IRRs were reported in 5 patients (62.5%), all were Grade 1 or 2 and no patient discontinued due to IRRs. The median time to onset of IRRs at the time of first infusion was 85.0 min (range 20.0–184.0) and all IRRs resolved within 24 h of onset. These findings were comparable with the results of CASTOR study [14].

One patient discontinued the study treatment due to Grade 3 serious TEAE of prostate cancer, which was considered not related to the study treatment because the patient had indicated the abnormal finding of right prostate by FDG-PET at baseline screening. Three DLT events were observed in 2 patients (25%), all of which were resolved and no patient discontinued due to the DLTs. The SET evaluated these DLTs and concluded that 16 mg/kg dose of daratumumab in combination with Vd was safe and tolerable.

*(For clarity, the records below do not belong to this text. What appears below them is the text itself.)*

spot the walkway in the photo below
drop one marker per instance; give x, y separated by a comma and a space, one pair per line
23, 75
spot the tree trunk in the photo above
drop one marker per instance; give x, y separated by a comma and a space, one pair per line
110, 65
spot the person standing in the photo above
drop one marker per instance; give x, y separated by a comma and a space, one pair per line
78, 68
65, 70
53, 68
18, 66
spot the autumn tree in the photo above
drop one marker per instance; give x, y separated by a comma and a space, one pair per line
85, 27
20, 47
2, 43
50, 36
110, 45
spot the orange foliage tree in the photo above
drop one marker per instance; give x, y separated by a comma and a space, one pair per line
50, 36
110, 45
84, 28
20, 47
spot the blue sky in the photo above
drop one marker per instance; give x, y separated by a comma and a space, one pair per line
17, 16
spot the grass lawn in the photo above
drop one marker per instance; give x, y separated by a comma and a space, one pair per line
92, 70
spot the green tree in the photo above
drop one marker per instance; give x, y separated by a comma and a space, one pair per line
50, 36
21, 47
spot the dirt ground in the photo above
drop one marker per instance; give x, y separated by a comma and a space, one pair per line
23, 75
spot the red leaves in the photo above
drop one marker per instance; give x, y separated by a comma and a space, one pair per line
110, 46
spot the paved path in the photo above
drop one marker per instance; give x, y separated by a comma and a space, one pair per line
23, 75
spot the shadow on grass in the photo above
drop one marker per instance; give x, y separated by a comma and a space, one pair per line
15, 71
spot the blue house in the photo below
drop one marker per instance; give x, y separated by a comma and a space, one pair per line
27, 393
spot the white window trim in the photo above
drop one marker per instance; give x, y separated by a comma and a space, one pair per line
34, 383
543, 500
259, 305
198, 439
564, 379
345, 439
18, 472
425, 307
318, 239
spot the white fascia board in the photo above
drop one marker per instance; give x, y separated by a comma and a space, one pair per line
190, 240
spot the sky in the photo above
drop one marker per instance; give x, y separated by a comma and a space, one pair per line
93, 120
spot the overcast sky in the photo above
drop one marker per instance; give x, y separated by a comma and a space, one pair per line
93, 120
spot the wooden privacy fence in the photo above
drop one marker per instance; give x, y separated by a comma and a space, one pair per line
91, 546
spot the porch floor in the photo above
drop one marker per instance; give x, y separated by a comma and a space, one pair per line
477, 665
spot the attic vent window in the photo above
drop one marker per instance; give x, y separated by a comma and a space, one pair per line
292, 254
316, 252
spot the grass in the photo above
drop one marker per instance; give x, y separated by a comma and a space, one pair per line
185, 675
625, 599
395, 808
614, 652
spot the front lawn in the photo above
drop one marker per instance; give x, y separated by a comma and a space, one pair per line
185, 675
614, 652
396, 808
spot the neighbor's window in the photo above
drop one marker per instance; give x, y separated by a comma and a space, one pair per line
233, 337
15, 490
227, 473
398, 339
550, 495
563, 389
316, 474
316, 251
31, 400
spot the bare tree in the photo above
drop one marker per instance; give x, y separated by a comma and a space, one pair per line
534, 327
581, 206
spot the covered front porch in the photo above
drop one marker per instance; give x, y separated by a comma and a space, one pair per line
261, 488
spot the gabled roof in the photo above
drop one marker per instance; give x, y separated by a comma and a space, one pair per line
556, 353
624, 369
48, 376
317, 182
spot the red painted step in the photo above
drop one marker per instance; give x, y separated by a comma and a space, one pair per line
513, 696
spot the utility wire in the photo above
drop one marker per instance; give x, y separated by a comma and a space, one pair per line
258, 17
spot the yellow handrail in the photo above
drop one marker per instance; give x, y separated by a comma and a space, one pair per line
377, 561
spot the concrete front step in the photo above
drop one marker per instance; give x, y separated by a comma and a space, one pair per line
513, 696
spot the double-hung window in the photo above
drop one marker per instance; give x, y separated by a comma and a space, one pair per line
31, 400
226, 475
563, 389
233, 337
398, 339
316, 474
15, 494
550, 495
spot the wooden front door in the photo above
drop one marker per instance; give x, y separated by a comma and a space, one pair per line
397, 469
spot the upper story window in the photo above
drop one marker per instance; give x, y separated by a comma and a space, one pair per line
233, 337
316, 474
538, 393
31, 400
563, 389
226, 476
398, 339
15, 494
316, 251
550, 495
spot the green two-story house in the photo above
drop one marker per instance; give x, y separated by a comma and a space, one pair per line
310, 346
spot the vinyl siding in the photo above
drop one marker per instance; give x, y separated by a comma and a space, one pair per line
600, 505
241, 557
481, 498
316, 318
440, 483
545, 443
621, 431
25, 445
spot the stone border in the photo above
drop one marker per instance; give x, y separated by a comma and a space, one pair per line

The combination therapy showed promising efficacy results. The ORR was 100%, which was similar to the efficacy reported in CASTOR study (ORR, 82.9%) [14]. The better efficacy may be attributed to the enhanced direct cytotoxicity of combination as reported in preclinical studies, [23, 24] and lesser exposure of patients to prior treatments. PK results were as expected and consistent with prior studies [15, 25]. The immunogenicity profile and biomarker analysis of the combination therapy was also consistent with the phase 1 daratumumab monotherapy study conducted in Japanese patients. Both the studies observed a decrease in CD3+CD4+ and CD19+ lymphocytes count, and in total NK-cell count from baseline at all time points [15].

In conclusion, daratumumab 16 mg/kg in combination with bortezomib and dexamethasone was found to be tolerable in Japanese patients with RRMM who had received at least one prior therapy. Clinical efficacy results were also favorable for this combination therapy.

Further studies are required to confirm long-term efficacy and safety of this promising regimen in Japanese patients with RRMM, particularly in those who are ineligible for high-dose melphalan supported with autologous hematopoietic stem cell transplantation.